The sanctions came after electoral authorities said more than 8 million people voted Sunday to create a constitutional assembly endowing Maduro’s ruling party with virtually unlimited powers — a turnout doubted by independent analysts while the election was labeled illegitimate by leaders across the Americans and Europe.
Maduro said Monday evening he had no intention of deviating from plans to rewrite the constitution and go after a string of enemies, from independent Venezuelan news channels to gunmen he claimed were sent by neighboring Colombia to disrupt the vote as part of an international conspiracy led by the man he calls “Emperor Donald Trump.”
“They don’t intimidate me.
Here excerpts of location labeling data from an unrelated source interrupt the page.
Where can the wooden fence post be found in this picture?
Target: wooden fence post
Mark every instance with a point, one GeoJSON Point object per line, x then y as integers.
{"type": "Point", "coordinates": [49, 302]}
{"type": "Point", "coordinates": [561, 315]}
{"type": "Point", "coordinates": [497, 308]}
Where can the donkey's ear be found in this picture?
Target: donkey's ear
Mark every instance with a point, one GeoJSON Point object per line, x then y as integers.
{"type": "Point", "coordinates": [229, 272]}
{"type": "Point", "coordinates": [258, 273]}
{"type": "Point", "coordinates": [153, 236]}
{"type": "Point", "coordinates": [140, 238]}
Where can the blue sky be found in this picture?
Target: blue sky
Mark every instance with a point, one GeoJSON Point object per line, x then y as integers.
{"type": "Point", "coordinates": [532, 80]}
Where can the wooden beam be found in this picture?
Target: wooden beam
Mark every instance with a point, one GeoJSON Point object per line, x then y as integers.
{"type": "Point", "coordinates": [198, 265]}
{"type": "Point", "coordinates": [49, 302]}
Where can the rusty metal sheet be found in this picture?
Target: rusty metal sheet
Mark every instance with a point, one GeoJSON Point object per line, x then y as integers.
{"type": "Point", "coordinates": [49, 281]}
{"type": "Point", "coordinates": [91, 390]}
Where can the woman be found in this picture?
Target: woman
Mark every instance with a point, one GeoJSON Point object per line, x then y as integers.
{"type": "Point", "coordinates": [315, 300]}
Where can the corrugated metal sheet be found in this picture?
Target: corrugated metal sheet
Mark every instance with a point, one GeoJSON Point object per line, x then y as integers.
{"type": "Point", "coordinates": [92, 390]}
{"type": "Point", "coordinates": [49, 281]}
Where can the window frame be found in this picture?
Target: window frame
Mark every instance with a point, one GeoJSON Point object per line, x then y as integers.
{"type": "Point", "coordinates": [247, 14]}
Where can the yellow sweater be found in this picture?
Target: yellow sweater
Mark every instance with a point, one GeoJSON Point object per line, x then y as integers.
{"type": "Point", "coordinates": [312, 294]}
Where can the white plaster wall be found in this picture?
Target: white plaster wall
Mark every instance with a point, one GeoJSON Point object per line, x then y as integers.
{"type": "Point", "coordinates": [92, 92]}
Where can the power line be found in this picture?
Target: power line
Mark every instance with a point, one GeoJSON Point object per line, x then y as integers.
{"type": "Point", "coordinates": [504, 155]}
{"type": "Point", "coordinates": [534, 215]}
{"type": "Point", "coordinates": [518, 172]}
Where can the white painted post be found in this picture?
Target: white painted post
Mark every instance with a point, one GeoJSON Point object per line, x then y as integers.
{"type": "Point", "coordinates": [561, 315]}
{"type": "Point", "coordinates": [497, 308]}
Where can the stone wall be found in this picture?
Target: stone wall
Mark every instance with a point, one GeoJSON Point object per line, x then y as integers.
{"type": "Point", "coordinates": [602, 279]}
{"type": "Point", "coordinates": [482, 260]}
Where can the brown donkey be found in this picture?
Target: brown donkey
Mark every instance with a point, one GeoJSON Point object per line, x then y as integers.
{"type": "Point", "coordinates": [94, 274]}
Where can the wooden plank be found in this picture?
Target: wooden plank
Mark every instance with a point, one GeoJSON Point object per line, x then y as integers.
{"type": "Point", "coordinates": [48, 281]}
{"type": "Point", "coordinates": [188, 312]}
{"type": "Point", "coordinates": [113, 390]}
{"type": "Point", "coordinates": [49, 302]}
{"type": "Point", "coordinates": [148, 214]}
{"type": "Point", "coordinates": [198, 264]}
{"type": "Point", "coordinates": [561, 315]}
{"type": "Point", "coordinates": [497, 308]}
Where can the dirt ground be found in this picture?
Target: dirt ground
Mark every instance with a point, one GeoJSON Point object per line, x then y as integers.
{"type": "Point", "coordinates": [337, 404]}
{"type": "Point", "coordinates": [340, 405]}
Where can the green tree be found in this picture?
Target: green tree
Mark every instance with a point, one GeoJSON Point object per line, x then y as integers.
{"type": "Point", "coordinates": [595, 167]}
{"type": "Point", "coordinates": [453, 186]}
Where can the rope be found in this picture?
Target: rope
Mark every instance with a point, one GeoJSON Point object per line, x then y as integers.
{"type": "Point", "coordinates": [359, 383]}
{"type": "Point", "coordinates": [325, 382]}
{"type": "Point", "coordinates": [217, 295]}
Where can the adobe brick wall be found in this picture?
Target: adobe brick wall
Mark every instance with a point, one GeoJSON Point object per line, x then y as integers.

The threats and sanctions of the empire don’t intimidate me for a moment,” Maduro said on national television. “I don’t listen to orders from the empire, not now or ever ... Bring on more sanctions, Donald Trump.”
Venezuela’s National Electoral Council said turnout in Sunday’s vote was 41.53 percent, or 8,089,320 people. The result would mean the ruling party won more support than it had in any national election since 2013, despite a cratering economy, spiraling inflation, shortages of medicine and malnutrition. Opinion polls had said some 85 percent of Venezuelans disapproved of the constitutional assembly and similar numbers disapproved of Maduro’s overall performance.
Opposition leaders estimated the real turnout at less than half the government’s claim in a vote watched by government-allied observers but no internationally recognized poll monitors.
An exit poll based on surveys from 110 voting centers by New York investment bank Torino Capital and a Venezuela public opinion company estimated 3.6 million people voted, or about 18.5 percent of registered voters.